Foods That Are Toxic to Dogs
The holiday season is right around the corner! I’m not certain if I get more work being a dog trainer or being a veterinary technician during this time of year.
What I can guarantee is that we will see at least a half dozen toxicity cases before it is all said and done and the holidays are over.
Just because a food is safe for humans, doesn’t mean that it is safe for your pet.
Your pet’s metabolism and how certain foods affect him is completely different than how your body metabolizes them.
Even cats’ and dogs’ metabolisms can be quite different. Be sure to check and see what is safe for your specific pet.
Some Major Foods That Are Toxic to Dogs
The MOST Toxic
Xylitol, an additive that is often found in sugar-free goods and gum, cannot be digested in the intestines until the body adapts, which doesn’t happen in canines. Even small doses (one or two pieces of sugarless gum with xylitol that are swallowed) can cause hypoglycemia, seizures, liver failure and death. Xylitol is one of the most dangerous toxins to your pet.
Grapes and Raisins
Grapes and raisins can cause kidney failure even in small doses. Raisins are even more hazardously toxic because the drying process makes them more potent.
If and when I allow raisins in my home, I put them under lock and key, I also never leave grapes on the counter. Grapes are kept in the refrigerator and eaten immediately or disposed of outside.
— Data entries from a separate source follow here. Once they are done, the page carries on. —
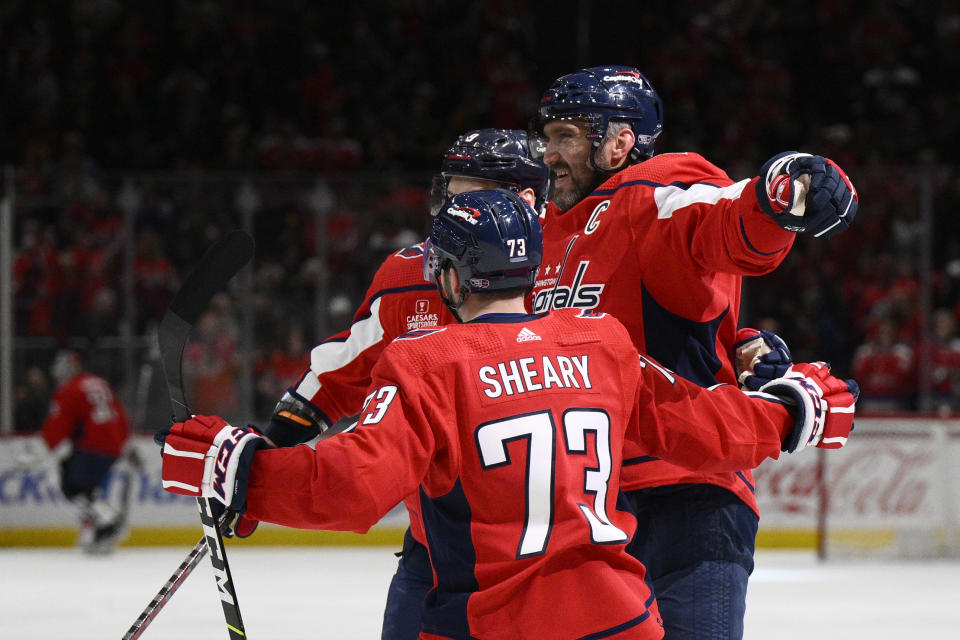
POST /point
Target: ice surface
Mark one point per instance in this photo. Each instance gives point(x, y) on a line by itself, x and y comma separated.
point(296, 593)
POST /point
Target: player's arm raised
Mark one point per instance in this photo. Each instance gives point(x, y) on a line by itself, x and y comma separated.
point(346, 483)
point(724, 429)
point(748, 227)
point(335, 384)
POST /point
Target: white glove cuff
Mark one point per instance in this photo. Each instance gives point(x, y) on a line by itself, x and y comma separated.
point(811, 408)
point(221, 463)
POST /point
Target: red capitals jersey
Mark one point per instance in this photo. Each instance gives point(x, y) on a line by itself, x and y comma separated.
point(510, 430)
point(86, 410)
point(662, 245)
point(398, 300)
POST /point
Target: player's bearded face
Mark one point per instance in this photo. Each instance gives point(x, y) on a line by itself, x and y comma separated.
point(568, 156)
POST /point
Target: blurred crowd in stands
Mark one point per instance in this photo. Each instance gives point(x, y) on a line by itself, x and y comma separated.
point(141, 131)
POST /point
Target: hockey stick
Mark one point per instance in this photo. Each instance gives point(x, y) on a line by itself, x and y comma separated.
point(219, 264)
point(166, 592)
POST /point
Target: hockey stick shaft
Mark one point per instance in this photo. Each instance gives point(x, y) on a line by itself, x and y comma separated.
point(219, 264)
point(166, 592)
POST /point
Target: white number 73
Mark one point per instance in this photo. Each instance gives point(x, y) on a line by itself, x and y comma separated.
point(538, 430)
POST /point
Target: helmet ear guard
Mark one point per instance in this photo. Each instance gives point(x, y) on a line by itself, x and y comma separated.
point(492, 238)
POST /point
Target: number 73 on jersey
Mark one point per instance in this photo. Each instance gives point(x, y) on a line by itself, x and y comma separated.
point(538, 433)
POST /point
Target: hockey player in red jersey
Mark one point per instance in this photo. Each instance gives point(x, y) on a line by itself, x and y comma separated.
point(509, 430)
point(397, 301)
point(86, 412)
point(662, 243)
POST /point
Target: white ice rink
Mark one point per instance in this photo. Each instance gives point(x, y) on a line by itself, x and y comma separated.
point(328, 592)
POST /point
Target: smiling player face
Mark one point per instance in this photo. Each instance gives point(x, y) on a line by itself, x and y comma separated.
point(568, 156)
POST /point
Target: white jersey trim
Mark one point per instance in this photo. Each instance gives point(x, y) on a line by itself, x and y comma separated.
point(330, 356)
point(671, 198)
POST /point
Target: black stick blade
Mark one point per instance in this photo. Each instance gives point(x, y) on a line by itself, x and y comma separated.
point(219, 264)
point(223, 260)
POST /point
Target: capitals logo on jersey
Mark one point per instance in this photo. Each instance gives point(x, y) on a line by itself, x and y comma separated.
point(579, 294)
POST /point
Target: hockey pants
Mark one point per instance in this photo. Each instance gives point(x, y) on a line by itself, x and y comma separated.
point(697, 542)
point(408, 588)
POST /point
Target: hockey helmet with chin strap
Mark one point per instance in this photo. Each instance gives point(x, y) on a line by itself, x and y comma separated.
point(502, 156)
point(599, 95)
point(492, 238)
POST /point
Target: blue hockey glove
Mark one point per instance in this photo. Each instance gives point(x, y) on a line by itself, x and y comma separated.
point(807, 193)
point(294, 422)
point(759, 357)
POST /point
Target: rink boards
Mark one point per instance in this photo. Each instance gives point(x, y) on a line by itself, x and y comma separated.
point(894, 475)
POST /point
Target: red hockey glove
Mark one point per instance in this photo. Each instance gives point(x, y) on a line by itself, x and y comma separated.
point(824, 405)
point(823, 203)
point(759, 357)
point(207, 458)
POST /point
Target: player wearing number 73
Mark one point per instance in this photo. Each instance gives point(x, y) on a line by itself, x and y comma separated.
point(508, 430)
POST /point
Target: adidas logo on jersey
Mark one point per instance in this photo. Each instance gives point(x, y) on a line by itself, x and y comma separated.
point(526, 335)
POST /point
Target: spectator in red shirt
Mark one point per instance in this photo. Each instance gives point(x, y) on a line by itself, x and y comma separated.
point(884, 367)
point(87, 413)
point(942, 355)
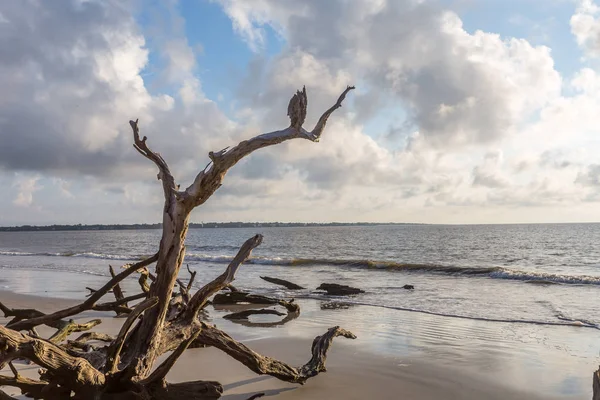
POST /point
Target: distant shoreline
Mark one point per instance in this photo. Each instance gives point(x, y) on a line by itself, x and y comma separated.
point(125, 227)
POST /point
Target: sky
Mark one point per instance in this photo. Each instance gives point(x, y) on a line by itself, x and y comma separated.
point(465, 111)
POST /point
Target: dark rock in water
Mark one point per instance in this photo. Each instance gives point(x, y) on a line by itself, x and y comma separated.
point(247, 313)
point(542, 282)
point(336, 305)
point(333, 289)
point(282, 282)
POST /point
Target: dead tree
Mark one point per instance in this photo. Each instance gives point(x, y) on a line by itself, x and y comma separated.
point(124, 367)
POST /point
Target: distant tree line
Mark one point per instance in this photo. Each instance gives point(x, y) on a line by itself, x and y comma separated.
point(123, 227)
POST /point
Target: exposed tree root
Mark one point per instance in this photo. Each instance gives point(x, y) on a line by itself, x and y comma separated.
point(123, 368)
point(282, 282)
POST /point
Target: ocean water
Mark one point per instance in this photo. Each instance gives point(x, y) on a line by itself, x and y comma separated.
point(538, 274)
point(517, 303)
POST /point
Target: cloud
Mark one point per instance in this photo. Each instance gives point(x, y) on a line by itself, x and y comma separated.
point(459, 88)
point(26, 187)
point(585, 25)
point(446, 124)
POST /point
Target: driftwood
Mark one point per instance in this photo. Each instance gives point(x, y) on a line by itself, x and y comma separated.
point(335, 305)
point(282, 282)
point(596, 385)
point(333, 289)
point(247, 298)
point(124, 367)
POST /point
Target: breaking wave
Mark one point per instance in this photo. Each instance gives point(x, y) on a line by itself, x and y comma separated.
point(489, 272)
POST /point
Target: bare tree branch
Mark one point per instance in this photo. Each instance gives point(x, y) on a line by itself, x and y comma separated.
point(112, 360)
point(75, 371)
point(73, 327)
point(209, 180)
point(162, 370)
point(86, 305)
point(164, 173)
point(202, 295)
point(263, 365)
Ironically, we didn’t have this information 20 years ago when I worked at a vet clinic where we often gave the veterinarian’s English Mastiff grapes, at the advice of his owner, because he had such severe allergies. Hopefully, we didn’t unknowingly facilitate an early death.
Kidney failure is a very scary condition! Did you know that for your veterinarian to recognize even the earliest signs of kidney failure or kidney disease when your dog’s creatinine levels have increased is that approximately 66% of the total kidney mass is non-functional or has shut down? Symptoms include loss of appetite, increased water consumption, high blood pressure and damage to the eyes. Please do all that you can to avoid clinical signs of kidney failure. This is why it is so important that steps be taken to minimize damage and failure.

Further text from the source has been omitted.